The best you can do is probably to turn off ASLR, then filter down to simply the binary you want to see. Here's how I do that:
Ensure your binary is compiled with --no-pie
, then turn off ASLR,
execute it, and have a look at the starting address:
$ echo 0 | sudo tee /proc/sys/kernel/randomize_va_space
$ mandrake --max-instructions 1 --snippit-length 4 elf ./demo2 abc
[...]
{
"starting_address": 93824992235899,
"instructions_executed": 1,
That value is 0x55555555517b
in hex. It might vary for you, so don't use
this command directly if you're following along!

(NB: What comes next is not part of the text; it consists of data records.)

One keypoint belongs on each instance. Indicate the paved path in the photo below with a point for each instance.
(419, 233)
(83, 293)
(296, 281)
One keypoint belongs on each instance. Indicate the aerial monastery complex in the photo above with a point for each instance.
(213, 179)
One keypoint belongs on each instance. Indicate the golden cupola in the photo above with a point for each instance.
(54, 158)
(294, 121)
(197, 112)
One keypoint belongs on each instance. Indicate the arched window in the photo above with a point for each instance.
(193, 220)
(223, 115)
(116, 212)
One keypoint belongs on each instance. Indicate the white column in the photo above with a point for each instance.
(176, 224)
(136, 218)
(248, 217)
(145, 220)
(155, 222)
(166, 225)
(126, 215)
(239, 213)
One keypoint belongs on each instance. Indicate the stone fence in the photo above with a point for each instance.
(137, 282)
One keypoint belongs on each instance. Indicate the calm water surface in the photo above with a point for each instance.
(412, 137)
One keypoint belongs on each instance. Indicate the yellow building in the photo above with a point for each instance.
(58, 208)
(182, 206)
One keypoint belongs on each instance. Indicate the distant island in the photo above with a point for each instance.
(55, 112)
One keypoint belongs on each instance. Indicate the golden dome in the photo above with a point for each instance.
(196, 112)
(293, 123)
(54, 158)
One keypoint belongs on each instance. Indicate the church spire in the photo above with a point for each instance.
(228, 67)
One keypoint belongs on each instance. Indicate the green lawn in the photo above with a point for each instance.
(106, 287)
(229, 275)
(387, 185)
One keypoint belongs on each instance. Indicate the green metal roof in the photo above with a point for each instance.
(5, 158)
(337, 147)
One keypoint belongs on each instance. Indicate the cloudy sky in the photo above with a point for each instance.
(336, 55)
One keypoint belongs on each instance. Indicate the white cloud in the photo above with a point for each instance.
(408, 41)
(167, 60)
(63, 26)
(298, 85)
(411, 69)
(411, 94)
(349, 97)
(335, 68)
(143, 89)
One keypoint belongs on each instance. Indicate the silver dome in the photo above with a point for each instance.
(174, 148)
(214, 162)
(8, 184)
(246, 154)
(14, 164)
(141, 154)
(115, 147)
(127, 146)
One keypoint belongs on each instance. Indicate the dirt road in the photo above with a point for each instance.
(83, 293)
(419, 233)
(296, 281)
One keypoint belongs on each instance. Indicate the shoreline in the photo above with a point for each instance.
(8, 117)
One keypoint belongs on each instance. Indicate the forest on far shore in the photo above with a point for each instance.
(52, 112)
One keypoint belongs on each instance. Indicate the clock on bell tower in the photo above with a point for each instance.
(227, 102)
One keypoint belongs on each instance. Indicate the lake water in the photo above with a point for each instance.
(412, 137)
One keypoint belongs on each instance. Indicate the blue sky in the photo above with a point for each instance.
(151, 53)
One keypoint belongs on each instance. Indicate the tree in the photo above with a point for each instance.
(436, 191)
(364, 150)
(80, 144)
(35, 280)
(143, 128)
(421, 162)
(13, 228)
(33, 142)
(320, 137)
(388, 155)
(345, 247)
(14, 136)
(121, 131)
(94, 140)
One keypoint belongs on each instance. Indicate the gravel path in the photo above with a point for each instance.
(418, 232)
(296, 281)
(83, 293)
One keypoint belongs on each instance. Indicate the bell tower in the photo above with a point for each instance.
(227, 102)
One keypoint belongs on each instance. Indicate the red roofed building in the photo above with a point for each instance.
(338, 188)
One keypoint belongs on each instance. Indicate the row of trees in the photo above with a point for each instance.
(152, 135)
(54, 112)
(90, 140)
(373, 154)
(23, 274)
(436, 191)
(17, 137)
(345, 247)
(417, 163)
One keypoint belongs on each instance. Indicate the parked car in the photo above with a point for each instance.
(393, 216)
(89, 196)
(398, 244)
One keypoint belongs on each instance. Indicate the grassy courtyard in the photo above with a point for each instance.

By default, Mandrake masks out the last 4 nibbles, meaning effectively the
address is 0x555555550000 when compared. The mask can be changed with
--hidden-mask
if you want, but we don't need to:
$ mandrake --output-format=json --snippit-length 4 elf ./demo2 --visible-address 0x0000555555550000
[...]
{
"starting_address": 93824992235899,
"instructions_executed": 3209,
"success": true,
[...]
Note that while 3209 instructions are executed, the results only contain 13 entries!
Well, you can also output with --output-format=YAML
. :)
We can actually support any type that Serde supports, please file a bug or send a patch if you'd like Pickle or something.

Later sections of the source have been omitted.